To (Return Date): Enter the date (month, day, year) this incapacity ended. This is the date the employee returned to work. NOTE: Enter only one period of incapacity in box 19 per form.

  1. Weekly Compensation Rate
    Enter the weekly compensation rate used for this period of incapacity. If more than one rate was used, enter the last rate used.
  2. Amount Paid
    Enter the total amount (in dollars and cents) of weekly compensation paid for the period of incapacity reported in box 19.
  3. Date of Final Payment
    Enter the date (month, day, year) of the last weekly compensation payment for this period of incapacity was mailed to the employee.

Modification

  1. Reason for Modification
    Returned to Work for Same Employer §205(9)(A)
    Increased Earnings §205(9)(A)
    Decreased Earnings
    Cost of Living Adjustments
    Average Weekly Wage Established
    Other (Explain) ___________
    Check the box that describes the reason for modification. If “Other” is checked, provide a brief explanation for the modification.
  2. Old Compensation Rate
    Enter the compensation rate (in dollars and cents, unless varying rates are paid) prior to the change.

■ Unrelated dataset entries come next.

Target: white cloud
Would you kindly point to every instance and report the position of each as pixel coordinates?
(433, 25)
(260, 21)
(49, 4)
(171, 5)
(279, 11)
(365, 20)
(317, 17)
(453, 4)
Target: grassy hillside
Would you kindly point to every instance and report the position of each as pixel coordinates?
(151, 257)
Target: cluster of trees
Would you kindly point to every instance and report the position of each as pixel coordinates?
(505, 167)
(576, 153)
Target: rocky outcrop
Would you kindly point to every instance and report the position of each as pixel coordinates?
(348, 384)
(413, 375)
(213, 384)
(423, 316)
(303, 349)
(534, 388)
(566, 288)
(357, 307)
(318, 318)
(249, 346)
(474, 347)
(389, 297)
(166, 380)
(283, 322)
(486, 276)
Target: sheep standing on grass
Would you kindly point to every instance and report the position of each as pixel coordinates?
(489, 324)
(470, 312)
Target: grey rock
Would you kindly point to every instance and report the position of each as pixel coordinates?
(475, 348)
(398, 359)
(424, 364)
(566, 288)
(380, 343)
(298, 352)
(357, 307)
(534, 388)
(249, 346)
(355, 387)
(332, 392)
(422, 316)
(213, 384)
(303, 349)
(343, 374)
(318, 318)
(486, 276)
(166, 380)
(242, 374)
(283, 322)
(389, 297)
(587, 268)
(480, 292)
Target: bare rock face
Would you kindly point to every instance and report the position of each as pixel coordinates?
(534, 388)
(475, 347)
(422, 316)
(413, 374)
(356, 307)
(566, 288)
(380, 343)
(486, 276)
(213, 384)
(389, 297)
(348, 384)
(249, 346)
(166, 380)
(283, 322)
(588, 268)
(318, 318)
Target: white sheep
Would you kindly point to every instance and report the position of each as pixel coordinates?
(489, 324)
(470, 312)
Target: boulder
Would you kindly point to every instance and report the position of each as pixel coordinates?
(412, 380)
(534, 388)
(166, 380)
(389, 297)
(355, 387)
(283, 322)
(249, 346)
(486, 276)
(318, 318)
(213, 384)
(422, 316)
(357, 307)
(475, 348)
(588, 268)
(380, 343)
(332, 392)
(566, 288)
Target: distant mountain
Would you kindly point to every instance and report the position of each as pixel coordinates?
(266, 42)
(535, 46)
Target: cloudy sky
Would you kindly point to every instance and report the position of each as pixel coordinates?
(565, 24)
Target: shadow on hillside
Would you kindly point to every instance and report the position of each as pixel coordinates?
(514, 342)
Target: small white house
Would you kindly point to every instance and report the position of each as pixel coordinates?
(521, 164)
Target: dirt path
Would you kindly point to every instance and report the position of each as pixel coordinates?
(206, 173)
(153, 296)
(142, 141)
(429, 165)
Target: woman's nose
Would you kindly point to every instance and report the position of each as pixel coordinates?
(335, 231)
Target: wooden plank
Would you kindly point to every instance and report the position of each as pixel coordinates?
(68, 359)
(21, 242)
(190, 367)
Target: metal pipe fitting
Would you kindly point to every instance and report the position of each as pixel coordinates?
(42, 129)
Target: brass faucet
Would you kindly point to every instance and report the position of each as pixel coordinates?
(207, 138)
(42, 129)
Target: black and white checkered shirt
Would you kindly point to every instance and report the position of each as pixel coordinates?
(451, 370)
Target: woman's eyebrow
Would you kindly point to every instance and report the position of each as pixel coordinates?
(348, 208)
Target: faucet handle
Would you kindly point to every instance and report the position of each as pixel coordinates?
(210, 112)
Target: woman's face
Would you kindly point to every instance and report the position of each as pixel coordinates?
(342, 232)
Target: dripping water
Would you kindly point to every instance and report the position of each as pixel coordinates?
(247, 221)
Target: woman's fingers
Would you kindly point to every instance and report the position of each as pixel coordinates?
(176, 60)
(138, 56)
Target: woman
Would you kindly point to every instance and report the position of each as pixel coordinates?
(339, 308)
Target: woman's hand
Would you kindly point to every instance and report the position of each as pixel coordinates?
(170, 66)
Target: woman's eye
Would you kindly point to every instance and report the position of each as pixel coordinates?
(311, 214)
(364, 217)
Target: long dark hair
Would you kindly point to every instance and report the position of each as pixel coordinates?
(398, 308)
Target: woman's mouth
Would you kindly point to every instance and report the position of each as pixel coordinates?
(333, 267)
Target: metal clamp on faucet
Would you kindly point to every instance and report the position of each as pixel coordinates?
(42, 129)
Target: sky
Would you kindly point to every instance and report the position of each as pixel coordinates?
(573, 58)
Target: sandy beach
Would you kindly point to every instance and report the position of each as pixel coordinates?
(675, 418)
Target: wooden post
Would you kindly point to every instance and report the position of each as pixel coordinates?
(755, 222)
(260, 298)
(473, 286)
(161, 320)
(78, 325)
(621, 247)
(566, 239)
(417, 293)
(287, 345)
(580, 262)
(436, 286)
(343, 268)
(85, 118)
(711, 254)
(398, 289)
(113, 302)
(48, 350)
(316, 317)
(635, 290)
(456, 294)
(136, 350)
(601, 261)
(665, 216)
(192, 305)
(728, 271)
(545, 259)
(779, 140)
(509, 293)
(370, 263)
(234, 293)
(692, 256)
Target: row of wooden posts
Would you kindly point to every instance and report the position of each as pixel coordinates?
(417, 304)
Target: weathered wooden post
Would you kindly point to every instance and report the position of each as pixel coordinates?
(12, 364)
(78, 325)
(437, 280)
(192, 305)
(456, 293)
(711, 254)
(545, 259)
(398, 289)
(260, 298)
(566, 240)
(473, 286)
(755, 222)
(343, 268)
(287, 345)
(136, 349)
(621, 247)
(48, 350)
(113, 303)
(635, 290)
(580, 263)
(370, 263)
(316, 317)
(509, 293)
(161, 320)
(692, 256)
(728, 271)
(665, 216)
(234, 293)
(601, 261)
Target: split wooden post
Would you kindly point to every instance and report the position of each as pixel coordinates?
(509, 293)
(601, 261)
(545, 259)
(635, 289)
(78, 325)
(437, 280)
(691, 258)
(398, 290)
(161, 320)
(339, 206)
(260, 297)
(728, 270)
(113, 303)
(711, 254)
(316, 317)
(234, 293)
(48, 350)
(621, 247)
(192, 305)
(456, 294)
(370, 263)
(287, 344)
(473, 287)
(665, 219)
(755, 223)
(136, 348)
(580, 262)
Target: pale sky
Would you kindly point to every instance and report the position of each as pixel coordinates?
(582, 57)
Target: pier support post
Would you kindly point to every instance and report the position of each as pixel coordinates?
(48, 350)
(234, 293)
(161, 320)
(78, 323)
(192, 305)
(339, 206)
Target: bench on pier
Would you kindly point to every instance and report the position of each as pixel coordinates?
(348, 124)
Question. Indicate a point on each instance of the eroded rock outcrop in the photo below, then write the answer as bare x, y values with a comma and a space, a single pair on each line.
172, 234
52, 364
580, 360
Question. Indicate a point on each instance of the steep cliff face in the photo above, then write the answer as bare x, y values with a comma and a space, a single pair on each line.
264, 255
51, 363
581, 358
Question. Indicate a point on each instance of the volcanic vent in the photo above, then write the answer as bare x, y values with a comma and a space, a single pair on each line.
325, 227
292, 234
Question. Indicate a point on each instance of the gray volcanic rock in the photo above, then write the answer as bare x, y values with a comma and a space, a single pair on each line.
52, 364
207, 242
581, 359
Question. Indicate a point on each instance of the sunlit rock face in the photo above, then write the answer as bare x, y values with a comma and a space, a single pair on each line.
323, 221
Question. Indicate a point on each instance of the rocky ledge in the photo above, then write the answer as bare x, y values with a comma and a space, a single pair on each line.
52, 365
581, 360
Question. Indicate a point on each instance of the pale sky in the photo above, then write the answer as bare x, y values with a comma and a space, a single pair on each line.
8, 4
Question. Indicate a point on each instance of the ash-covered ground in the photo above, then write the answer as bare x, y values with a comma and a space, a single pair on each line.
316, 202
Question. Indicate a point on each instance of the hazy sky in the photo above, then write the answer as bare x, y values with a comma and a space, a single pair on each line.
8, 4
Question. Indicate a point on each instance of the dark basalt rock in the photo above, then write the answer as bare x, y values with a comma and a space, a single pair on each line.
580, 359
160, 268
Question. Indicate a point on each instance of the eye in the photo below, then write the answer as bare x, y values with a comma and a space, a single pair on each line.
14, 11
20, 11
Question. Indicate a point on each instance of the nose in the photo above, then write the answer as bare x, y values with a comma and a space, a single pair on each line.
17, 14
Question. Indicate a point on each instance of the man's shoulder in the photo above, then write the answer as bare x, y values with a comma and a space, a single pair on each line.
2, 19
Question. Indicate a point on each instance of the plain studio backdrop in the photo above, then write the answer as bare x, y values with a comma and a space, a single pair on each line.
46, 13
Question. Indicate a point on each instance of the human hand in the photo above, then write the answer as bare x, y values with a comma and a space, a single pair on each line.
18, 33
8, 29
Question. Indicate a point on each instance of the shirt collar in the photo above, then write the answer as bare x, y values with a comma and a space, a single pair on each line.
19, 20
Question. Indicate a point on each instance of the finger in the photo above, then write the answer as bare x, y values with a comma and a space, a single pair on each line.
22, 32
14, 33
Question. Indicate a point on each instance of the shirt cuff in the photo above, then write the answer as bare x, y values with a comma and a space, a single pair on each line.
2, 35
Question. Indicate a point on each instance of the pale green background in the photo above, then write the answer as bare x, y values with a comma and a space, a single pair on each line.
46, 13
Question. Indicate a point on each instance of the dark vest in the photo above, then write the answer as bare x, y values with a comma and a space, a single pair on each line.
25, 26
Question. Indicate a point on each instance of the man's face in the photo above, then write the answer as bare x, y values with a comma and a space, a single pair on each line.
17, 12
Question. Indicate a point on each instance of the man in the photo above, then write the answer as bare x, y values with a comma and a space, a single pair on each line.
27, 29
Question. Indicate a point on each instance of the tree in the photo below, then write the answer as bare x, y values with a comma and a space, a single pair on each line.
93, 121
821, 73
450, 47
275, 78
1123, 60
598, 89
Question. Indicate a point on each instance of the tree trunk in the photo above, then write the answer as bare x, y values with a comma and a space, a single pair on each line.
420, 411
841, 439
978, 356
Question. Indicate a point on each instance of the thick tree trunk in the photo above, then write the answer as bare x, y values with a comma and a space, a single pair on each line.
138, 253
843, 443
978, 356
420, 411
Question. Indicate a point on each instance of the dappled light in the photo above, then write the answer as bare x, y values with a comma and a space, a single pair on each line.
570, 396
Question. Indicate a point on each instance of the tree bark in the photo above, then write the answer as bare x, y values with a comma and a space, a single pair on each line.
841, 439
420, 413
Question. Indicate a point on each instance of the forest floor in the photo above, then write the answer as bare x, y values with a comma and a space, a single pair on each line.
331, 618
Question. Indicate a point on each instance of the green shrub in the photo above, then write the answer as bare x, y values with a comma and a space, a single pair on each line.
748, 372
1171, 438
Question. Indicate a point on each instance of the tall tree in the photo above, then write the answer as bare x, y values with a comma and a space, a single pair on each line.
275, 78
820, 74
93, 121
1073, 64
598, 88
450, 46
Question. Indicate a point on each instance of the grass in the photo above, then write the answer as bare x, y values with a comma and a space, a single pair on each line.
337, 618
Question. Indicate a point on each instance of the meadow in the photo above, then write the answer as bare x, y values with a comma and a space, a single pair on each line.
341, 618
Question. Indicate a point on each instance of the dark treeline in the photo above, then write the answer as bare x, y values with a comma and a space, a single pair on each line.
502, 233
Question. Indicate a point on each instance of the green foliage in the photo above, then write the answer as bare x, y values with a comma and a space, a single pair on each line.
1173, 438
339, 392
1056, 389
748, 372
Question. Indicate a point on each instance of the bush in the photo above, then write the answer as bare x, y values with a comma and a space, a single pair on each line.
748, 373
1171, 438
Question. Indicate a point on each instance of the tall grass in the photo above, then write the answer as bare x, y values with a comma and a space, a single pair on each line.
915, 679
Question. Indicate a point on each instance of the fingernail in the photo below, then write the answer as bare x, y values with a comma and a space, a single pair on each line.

If varying rates were paid, enter the word "varying."
  3. New Compensation Rate
    Enter the new compensation rate (in dollars and cents, unless varying rates are paid). If varying rates will be paid, enter the word "varying."
  4. Effective Date of Modification
    Enter the date (month, day, year) the rate change took effect.
  5. Comments
    Use this area to enter any additional information, explanation, or clarification.

Preparer Information

  1. Preparer Name and Title
    Type or print the preparer’s name.
  2. Telephone Number
    Enter the preparer's telephone number, including area code.
  3. Date Mailed
    Enter the date (month, day, year) this form is sent (mail, fax, etc.) to the Workers' Compensation Board.